Your mom may have gone to this college, Napoleon.
From 1841 to 1868, McKenzie Institute (also called McKenzie College) was the pride of Clarksville, Red River County, Texas.
Until the end of the Civil War, high schools and colleges along the old southwestern frontier were invariably private (also called “by subscription”) and available only to the free middle class. Even with limited educational opportunities, a solid classical foundation remained very important, as the institute’s ad in the Dallas Herald (Aug 9, 1856) attests. Smith Ragsdale, by the way, was the Reverend McKenzie’s son-in-law.
Many of its students volunteered for service in the Confederacy, which left the school with a limited enrollment. The mandates of public schools during the Reconstruction era (by 1876, the Texas Constitution guaranteed free public schools throughout Texas) and the lack of tuition forced the institute to close its doors.
Spelling may have been an optional class at McKenzie – can y’all spot the spelling error in the ad?

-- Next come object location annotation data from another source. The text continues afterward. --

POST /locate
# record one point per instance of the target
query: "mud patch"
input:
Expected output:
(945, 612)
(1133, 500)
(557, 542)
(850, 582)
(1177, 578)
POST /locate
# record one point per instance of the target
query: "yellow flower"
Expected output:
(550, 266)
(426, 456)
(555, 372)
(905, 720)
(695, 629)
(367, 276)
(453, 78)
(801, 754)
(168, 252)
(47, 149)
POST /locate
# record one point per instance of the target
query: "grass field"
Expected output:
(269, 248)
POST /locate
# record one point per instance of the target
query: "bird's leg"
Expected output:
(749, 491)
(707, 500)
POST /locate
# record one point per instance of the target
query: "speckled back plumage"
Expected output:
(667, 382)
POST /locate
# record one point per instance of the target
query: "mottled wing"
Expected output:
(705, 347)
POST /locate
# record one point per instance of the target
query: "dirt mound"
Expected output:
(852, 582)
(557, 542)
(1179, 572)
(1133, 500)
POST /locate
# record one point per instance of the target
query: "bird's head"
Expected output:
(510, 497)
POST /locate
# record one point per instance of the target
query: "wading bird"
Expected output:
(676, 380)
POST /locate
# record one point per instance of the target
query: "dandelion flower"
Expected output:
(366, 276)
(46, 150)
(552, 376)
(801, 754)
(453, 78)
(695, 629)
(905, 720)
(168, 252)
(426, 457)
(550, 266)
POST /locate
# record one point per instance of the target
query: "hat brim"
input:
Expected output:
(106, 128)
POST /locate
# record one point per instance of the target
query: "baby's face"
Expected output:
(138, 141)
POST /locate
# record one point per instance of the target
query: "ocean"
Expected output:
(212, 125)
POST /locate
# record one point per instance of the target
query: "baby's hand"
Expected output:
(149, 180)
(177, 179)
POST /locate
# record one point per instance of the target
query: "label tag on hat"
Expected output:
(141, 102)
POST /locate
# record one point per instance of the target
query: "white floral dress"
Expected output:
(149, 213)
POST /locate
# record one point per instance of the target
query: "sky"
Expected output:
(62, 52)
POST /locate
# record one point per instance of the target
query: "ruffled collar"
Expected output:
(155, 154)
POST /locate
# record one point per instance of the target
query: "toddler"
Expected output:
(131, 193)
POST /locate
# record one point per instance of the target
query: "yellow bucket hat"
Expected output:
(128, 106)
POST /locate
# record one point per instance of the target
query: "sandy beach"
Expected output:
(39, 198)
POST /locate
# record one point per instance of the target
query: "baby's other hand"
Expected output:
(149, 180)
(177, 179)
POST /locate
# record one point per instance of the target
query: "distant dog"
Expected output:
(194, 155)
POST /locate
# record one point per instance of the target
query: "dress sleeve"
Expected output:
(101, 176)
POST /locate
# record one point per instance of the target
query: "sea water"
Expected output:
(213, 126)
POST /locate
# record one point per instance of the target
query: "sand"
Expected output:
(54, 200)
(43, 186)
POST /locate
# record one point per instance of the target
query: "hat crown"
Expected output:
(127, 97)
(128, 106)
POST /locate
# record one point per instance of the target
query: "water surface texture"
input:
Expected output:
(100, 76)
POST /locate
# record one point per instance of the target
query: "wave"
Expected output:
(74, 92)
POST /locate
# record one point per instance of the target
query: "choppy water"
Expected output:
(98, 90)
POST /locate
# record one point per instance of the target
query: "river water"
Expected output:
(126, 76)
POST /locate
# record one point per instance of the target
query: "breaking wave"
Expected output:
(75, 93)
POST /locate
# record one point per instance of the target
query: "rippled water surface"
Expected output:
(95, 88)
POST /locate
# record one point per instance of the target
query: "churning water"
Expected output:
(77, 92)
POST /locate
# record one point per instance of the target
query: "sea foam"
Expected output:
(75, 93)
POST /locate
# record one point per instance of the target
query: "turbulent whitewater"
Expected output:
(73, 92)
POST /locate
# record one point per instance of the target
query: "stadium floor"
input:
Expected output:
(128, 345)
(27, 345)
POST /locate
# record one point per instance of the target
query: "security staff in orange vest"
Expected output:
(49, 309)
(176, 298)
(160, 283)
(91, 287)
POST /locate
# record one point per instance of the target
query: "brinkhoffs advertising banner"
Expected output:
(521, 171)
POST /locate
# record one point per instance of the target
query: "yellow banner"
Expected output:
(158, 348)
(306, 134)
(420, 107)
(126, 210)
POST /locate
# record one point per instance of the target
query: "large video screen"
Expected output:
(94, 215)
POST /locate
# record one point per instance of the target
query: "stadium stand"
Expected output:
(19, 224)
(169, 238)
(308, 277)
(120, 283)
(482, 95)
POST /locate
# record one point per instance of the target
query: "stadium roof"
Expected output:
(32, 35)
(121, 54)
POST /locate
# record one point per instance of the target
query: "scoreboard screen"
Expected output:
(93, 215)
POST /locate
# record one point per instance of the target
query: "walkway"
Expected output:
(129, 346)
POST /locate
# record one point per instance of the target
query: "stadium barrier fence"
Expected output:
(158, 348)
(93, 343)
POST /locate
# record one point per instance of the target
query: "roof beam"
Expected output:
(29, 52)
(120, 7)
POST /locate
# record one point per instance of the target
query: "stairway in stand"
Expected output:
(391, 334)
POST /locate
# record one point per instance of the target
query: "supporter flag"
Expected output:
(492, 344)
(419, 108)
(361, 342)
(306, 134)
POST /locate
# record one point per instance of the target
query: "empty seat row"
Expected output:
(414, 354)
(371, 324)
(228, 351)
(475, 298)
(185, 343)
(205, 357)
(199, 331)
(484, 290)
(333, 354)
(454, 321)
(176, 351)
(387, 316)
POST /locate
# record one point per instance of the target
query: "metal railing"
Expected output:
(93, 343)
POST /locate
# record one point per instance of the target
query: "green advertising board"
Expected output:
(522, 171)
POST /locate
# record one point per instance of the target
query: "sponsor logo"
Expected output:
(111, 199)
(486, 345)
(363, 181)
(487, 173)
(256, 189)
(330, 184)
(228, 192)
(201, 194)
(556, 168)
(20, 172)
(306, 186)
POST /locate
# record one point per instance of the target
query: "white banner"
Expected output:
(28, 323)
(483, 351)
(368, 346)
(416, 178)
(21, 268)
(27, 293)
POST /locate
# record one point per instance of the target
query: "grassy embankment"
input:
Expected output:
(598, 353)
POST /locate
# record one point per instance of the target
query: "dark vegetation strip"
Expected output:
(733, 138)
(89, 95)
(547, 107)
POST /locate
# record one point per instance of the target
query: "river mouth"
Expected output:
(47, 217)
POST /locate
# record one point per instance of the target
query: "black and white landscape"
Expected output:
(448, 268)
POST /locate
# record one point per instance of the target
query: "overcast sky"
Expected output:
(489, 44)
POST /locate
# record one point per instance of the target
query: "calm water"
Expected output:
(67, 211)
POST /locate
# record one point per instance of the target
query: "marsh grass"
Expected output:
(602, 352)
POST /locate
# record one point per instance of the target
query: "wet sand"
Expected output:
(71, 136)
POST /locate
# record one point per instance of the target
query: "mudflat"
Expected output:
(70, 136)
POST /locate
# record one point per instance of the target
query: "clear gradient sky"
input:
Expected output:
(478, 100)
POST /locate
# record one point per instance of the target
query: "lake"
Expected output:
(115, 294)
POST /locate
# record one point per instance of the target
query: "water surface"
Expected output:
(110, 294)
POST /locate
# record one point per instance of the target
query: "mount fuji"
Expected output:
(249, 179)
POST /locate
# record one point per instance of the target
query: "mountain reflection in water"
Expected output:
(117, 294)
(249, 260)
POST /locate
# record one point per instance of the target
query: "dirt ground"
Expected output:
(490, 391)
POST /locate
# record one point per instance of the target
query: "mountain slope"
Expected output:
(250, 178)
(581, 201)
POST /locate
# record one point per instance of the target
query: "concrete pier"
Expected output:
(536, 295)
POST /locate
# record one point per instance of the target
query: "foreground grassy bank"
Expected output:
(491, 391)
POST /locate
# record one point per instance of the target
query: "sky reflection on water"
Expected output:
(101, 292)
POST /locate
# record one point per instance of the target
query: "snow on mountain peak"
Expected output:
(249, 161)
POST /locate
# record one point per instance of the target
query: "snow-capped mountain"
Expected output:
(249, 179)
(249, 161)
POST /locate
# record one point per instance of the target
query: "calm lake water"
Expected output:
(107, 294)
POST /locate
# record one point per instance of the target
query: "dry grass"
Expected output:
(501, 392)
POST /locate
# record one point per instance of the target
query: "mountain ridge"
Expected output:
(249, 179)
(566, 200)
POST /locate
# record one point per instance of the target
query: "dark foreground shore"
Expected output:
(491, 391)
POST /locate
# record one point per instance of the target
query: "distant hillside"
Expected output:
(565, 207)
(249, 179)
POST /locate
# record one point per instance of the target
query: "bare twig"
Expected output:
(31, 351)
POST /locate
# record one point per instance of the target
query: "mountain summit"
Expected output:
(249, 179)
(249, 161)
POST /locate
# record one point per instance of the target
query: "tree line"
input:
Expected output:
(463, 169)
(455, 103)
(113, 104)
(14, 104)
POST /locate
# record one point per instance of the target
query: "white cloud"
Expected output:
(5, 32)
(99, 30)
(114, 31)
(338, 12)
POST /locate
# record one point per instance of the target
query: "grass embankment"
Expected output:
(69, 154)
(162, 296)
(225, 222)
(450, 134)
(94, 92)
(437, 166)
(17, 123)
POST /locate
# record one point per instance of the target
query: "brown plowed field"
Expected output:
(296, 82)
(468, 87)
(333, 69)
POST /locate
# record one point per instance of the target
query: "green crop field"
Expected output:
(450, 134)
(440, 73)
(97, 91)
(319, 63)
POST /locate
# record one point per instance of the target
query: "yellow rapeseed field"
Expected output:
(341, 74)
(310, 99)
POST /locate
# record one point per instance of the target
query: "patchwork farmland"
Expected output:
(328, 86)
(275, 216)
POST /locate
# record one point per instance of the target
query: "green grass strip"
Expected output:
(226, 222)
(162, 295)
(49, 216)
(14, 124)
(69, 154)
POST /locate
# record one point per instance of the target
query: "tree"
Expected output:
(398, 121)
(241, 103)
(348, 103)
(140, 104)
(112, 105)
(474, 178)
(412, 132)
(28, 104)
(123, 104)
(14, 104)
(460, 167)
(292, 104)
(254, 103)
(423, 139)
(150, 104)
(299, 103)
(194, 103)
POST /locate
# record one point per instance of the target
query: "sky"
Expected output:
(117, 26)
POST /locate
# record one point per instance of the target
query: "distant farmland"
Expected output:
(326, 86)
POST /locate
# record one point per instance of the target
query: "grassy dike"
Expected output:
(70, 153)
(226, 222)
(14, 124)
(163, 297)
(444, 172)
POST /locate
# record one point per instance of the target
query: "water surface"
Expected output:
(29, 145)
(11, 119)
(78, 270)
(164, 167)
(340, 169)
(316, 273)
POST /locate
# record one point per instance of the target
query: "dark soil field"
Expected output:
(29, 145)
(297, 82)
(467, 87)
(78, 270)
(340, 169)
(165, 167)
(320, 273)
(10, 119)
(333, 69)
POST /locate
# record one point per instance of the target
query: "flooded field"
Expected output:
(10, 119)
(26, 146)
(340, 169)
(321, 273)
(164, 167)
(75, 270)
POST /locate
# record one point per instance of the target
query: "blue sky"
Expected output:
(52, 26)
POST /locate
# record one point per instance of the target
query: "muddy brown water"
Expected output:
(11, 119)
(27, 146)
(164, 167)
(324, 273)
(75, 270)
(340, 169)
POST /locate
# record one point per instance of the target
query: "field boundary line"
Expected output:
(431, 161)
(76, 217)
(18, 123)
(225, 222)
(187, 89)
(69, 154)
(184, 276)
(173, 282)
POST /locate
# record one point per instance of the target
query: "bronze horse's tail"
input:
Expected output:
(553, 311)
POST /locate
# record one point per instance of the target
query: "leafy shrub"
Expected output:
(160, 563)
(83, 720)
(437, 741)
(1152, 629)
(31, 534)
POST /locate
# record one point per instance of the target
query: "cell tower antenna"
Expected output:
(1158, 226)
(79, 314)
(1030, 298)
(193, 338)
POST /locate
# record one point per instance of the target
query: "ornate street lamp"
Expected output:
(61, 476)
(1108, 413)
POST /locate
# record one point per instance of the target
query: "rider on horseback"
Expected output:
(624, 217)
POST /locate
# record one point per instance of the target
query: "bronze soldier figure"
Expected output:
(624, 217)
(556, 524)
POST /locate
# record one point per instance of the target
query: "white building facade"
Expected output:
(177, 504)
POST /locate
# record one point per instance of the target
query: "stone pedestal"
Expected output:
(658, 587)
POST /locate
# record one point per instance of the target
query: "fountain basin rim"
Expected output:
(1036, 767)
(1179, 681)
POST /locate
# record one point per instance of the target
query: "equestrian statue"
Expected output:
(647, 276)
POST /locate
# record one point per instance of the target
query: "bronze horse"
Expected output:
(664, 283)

Another advertisement in an 1866 newspaper, this time for an academy at Kentucky Town, Grayson County, TX. Until the railroads bypassed it, Kentucky Town was a very prominent community in the 19th century. During the Civil War, William Quantrill and his notorious guerilla gang even camped out here, and the citizens did not take kindly to him.
Today, not much of the town – named after the origin state of its settlers – remains. It does have a pretty neat cemetery, though.